Published January 21, 2014
A volunteer holds up an empty bullet casing at the site of a gunmen attack on health workers in Karachi on Jan 21, 2014. — Photo by AFP
A volunteer holds up an empty bullet casing at the site of a gunmen attack on health workers in Karachi on Jan 21, 2014. — Photo by AFP
Residents gather at the site of a gunmen attack on health workers in Karachi on January 21, 2014. — Photo by AFP
Residents gather at the site of a gunmen attack on health workers in Karachi on January 21, 2014. — Photo by AFP
Relatives of a female polio vaccination worker, who was killed by unidentified gunmen, mourn outside a morgue in the Jinnah Post Graduate Medical Center in Karachi Jan 21, 2014. — Photo by Reuters
Relatives of a female polio vaccination worker, who was killed by unidentified gunmen, mourn outside a morgue in the Jinnah Post Graduate Medical Center in Karachi Jan 21, 2014. — Photo by Reuters
People comfort a woman whose son who was killed by unknown gunmen in Karachi, Pakistan, Tuesday, Jan 21, 2014. — Photo by AP
People comfort a woman whose son who was killed by unknown gunmen in Karachi, Pakistan, Tuesday, Jan 21, 2014. — Photo by AP

KARACHI: Gunmen killed three health workers taking part in a polio vaccination drive in Karachi on Tuesday, police said, in the latest blow to efforts to stamp out the disease in Pakistan.

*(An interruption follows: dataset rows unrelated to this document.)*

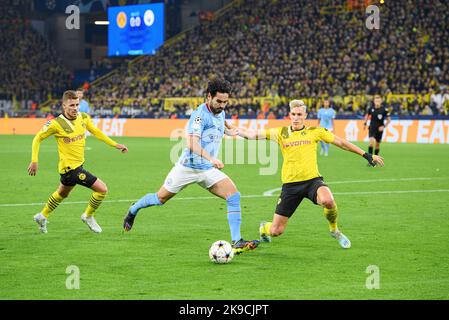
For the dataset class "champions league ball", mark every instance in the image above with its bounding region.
[209,240,234,264]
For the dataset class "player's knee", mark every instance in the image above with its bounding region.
[226,191,241,206]
[57,191,70,199]
[156,194,170,205]
[321,198,336,209]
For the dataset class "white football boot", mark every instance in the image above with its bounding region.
[81,212,103,233]
[331,230,351,249]
[33,212,48,233]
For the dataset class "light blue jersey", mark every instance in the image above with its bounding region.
[318,108,335,130]
[179,103,225,170]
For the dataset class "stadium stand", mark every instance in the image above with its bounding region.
[0,0,73,102]
[0,0,449,118]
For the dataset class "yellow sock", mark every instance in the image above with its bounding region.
[85,191,106,217]
[324,206,338,232]
[262,222,273,235]
[42,191,64,218]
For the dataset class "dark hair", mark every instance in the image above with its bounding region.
[207,78,232,98]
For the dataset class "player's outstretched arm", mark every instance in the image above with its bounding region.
[332,136,384,167]
[27,121,56,176]
[238,127,267,140]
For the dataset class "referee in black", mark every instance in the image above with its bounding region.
[364,95,391,155]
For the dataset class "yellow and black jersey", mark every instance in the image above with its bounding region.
[31,112,117,174]
[265,127,334,183]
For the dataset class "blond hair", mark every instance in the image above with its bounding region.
[289,100,307,111]
[62,90,78,102]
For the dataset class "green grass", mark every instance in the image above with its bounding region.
[0,136,449,299]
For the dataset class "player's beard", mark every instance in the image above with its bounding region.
[210,105,224,114]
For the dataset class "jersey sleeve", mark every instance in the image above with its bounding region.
[81,112,117,147]
[187,112,206,137]
[264,128,279,143]
[317,127,335,143]
[31,120,57,162]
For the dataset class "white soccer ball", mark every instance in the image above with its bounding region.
[209,240,234,263]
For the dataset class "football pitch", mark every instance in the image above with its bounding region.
[0,136,449,300]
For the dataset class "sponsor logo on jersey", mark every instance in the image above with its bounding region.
[63,134,84,144]
[284,140,312,148]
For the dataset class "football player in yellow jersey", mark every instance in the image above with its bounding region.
[238,100,384,249]
[28,91,128,233]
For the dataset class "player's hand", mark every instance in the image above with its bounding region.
[373,155,385,167]
[115,143,128,153]
[210,158,224,169]
[225,127,239,137]
[363,152,376,167]
[28,162,38,176]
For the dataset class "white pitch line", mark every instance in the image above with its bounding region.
[263,177,448,197]
[0,189,449,207]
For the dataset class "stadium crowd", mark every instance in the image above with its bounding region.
[0,0,449,118]
[0,0,72,102]
[82,0,449,118]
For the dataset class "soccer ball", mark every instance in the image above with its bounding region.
[209,240,234,263]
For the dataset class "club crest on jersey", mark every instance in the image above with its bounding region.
[193,117,203,124]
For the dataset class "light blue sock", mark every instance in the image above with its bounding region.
[129,193,163,215]
[226,192,242,241]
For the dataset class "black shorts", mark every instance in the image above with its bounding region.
[275,177,327,218]
[369,127,384,142]
[61,166,97,188]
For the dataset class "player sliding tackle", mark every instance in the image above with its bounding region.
[233,100,384,249]
[123,79,259,254]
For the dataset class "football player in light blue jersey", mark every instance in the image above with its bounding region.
[123,78,259,254]
[318,98,336,157]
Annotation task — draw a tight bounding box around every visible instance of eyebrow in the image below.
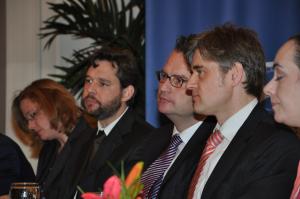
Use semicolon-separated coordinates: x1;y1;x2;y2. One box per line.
161;70;189;79
192;65;203;70
273;63;283;69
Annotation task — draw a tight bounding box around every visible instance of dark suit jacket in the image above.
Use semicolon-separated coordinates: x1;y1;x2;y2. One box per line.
139;117;216;199
0;134;35;196
38;117;95;199
202;105;300;199
78;109;153;195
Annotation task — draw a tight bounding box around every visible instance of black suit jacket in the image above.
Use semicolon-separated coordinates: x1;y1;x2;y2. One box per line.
139;117;216;199
78;109;153;196
0;133;35;196
38;117;95;199
202;105;300;199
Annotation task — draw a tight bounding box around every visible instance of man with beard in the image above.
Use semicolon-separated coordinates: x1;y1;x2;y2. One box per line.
77;47;153;197
141;37;215;199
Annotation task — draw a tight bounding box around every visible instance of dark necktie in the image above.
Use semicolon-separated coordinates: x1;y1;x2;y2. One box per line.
89;131;105;162
141;134;182;199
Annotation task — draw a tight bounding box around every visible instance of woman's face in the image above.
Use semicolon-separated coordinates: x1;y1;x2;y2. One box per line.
264;41;300;127
20;98;59;140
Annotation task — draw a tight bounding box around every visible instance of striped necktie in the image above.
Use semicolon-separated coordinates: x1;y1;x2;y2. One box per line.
141;134;182;199
188;129;224;199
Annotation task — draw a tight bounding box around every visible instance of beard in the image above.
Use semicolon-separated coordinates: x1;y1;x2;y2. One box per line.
82;95;121;120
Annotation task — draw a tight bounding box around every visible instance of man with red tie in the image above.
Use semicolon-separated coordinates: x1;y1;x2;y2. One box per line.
186;24;300;199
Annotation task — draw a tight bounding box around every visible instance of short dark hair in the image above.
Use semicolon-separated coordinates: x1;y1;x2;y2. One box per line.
185;23;266;99
288;34;300;69
88;46;139;105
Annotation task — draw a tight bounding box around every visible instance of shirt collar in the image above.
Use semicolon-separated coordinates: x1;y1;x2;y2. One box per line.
97;107;128;136
173;121;203;144
215;98;258;141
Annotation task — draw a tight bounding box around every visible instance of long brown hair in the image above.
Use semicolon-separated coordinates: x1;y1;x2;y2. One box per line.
12;79;80;157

After the attacks, the latest in a series of deadly assaults on vaccination teams, the provincial polio workers' association said it was halting operations across Sindh province.

Men on motorbikes opened fire on polio teams in two separate incidents in the Qayyumabad neighbourhood in the east of Pakistan's biggest city.

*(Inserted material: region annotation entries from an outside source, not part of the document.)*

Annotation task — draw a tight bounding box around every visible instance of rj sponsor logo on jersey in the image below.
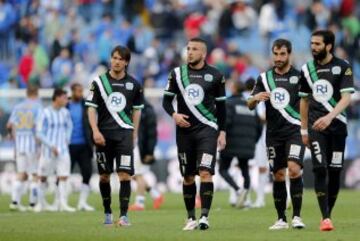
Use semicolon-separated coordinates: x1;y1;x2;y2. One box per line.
270;87;290;110
106;92;126;112
313;79;334;103
185;84;204;105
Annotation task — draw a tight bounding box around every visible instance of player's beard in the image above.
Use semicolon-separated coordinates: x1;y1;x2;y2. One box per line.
311;48;327;61
275;60;289;70
188;58;202;66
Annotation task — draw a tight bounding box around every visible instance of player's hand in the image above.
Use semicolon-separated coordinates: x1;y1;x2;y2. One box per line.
172;113;190;128
253;92;270;101
312;115;333;131
143;155;155;164
51;147;59;157
301;135;310;148
93;131;105;146
217;131;226;151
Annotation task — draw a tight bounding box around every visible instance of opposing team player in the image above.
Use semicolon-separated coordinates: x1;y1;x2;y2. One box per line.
7;85;42;211
163;38;226;230
86;46;144;226
248;39;305;230
299;30;355;231
35;89;75;212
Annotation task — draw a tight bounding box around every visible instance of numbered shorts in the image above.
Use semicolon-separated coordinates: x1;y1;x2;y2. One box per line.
176;127;218;176
134;145;150;175
38;152;71;177
15;153;39;175
96;136;134;175
267;135;305;173
249;127;269;167
309;131;346;169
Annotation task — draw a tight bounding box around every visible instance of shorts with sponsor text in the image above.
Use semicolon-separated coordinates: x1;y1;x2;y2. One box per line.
96;134;134;175
176;127;218;176
309;130;346;169
266;133;305;173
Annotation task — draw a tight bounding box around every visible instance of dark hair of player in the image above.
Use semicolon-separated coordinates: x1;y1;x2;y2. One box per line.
271;38;292;54
111;45;131;63
52;88;67;101
311;30;335;53
26;85;39;96
70;83;82;91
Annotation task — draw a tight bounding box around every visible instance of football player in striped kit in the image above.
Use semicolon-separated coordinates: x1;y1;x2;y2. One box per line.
248;39;305;230
35;89;75;212
7;85;41;211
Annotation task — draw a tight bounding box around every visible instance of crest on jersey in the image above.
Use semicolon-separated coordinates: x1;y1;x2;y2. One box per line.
106;92;126;112
125;82;134;90
185;84;204;105
270;87;290;110
345;67;352;75
289;76;299;85
313;79;334;103
204;74;214;82
331;66;341;74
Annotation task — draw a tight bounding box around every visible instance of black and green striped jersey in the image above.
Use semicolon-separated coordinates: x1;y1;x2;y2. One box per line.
164;64;226;131
85;71;144;140
299;57;355;134
250;67;301;140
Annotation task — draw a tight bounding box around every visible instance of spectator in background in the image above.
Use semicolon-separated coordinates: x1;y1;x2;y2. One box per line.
306;0;331;31
219;81;262;208
67;83;95;211
0;0;17;61
51;48;73;87
18;44;35;87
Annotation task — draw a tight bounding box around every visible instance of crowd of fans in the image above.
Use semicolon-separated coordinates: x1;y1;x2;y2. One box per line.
0;0;360;88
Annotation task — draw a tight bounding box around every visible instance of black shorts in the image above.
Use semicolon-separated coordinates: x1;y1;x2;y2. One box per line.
176;127;218;176
309;131;346;169
96;134;134;175
266;135;305;173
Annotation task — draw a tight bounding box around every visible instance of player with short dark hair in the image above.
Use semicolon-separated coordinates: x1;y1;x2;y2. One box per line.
163;38;226;230
248;39;305;230
86;46;143;226
299;30;355;231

The attacks came just days after the World Health Organisation warned that Pakistan's northwestern city of Peshawar was the world's “largest reservoir” of the polio virus.

Pakistan is one of only three countries in the world where polio remains endemic, along with Afghanistan and Nigeria. Efforts to eradicate it have been seriously hampered by the deadly targeting of vaccination teams in recent years.

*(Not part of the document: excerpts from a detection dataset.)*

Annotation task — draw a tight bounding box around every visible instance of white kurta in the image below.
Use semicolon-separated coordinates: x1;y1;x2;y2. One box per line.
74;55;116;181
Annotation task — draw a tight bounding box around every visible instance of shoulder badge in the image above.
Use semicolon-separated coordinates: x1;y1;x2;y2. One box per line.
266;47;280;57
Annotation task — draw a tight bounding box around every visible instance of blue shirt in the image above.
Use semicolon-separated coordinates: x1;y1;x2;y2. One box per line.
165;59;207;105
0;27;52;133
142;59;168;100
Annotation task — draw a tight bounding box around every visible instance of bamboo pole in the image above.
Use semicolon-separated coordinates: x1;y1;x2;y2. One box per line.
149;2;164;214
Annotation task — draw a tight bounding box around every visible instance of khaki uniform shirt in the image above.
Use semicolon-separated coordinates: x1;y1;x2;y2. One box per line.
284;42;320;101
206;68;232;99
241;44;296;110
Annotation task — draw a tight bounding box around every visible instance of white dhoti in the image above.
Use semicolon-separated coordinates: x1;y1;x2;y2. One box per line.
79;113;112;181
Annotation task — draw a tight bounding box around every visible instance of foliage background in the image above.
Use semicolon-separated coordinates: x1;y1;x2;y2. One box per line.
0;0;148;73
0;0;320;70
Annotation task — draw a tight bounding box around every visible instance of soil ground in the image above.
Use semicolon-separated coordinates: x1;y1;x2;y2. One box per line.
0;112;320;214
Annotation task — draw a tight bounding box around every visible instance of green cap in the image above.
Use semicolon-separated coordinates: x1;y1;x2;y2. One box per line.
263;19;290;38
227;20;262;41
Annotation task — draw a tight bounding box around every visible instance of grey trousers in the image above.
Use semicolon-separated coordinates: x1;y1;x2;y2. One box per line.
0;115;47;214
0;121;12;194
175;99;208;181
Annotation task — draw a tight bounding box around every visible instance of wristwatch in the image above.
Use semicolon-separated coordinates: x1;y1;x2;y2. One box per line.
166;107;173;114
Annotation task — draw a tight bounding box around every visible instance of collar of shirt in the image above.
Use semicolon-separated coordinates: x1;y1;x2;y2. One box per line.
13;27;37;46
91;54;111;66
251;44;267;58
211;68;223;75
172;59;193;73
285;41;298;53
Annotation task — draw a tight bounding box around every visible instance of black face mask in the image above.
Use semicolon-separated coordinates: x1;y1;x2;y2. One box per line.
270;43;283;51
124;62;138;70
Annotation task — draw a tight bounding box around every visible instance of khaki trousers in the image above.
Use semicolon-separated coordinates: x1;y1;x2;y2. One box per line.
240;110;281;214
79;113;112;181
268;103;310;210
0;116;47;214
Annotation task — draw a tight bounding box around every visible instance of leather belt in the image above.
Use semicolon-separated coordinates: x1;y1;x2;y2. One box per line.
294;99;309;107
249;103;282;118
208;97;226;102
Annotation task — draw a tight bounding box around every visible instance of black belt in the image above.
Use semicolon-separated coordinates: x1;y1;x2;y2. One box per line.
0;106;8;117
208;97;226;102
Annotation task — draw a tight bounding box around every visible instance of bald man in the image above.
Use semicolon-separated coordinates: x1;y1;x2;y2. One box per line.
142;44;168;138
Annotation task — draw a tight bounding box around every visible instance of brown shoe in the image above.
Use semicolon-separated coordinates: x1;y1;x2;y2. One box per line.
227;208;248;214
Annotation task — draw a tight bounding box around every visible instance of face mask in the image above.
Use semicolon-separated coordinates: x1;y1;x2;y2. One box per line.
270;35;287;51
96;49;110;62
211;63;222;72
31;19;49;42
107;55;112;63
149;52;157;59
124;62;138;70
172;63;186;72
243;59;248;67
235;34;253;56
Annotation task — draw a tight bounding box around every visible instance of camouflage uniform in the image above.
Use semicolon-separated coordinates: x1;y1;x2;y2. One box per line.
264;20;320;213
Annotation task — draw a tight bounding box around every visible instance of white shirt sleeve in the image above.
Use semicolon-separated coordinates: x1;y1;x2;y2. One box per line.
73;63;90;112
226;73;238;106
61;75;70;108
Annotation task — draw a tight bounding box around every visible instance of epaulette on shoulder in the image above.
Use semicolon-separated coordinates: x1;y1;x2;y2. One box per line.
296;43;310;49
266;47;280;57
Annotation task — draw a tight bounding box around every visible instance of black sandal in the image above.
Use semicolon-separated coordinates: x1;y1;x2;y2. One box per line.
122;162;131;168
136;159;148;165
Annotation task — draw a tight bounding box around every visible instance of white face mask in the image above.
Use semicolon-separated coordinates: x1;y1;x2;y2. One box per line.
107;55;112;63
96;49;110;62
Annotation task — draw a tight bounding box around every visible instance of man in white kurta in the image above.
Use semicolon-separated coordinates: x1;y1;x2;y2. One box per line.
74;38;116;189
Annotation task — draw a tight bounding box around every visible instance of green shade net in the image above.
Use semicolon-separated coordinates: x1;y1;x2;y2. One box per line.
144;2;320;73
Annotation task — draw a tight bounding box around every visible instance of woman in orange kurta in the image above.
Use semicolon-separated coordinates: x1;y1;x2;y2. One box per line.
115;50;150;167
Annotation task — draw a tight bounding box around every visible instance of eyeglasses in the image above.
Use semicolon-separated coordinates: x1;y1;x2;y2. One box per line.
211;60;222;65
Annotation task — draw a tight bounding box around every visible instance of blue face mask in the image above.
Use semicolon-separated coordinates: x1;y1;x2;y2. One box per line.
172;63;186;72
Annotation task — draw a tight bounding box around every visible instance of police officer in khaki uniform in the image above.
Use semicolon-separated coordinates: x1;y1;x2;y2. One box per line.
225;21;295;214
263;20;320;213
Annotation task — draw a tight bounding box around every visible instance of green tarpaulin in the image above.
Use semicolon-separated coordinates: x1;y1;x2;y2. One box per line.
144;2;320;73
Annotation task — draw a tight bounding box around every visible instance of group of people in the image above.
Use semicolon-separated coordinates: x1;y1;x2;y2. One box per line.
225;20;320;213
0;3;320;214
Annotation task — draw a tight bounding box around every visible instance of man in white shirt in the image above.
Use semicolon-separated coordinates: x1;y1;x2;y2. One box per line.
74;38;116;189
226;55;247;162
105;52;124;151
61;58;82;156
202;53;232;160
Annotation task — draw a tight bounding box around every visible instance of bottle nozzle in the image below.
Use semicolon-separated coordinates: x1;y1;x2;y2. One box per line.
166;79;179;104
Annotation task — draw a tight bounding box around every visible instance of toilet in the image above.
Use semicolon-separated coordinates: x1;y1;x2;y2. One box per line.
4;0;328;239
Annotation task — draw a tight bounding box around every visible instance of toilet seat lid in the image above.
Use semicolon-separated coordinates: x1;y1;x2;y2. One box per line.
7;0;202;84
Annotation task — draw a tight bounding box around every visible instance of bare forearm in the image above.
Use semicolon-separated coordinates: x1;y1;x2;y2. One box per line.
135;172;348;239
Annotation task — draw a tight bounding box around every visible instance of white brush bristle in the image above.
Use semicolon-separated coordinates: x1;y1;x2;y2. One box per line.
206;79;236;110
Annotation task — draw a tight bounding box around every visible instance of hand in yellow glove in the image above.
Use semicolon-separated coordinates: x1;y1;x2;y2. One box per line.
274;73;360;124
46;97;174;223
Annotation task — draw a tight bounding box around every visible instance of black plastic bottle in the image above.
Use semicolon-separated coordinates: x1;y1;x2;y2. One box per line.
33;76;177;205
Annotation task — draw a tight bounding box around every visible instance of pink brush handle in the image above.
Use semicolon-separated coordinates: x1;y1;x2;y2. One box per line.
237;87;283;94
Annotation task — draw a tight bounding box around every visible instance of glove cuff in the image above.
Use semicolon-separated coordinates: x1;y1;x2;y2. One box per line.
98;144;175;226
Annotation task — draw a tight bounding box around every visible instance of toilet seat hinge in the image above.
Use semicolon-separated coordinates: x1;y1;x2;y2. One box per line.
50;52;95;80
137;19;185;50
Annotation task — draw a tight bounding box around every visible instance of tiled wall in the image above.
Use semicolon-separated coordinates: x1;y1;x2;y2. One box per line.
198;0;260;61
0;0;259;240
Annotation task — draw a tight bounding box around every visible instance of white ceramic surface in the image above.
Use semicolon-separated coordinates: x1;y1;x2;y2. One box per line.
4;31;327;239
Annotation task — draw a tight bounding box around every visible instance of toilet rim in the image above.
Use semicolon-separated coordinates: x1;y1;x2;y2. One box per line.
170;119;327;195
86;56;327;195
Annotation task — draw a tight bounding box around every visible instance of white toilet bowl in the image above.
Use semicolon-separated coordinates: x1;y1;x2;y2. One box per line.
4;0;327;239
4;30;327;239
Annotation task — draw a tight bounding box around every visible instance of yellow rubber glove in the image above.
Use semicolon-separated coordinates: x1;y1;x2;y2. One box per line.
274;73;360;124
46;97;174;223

“The attackers wearing helmets were waiting for the teams on motorcycles,” a police spokesman told news agency AFP.

Doctor Seemi Jamali, the head of the government Jinnah Hospital, confirmed to AFP that three bodies and two wounded people were taken to her hospital.

Khairun Nissa, the head of the provincial polio workers' association, said vaccinations would stop as a result.

“We will not carry out the campaign from now on,” she told reporters outside Jinnah Hospital. “We have lost lives of our workers today and that will happen again and again.”

Militant groups see vaccination campaigns as a cover for espionage, and there are also long running rumours about polio drops causing infertility.

According to the World Health Organisation, Pakistan recorded 91 cases of polio last year compared with 58 in 2012. So far, four new polio cases have been recorded in 2014.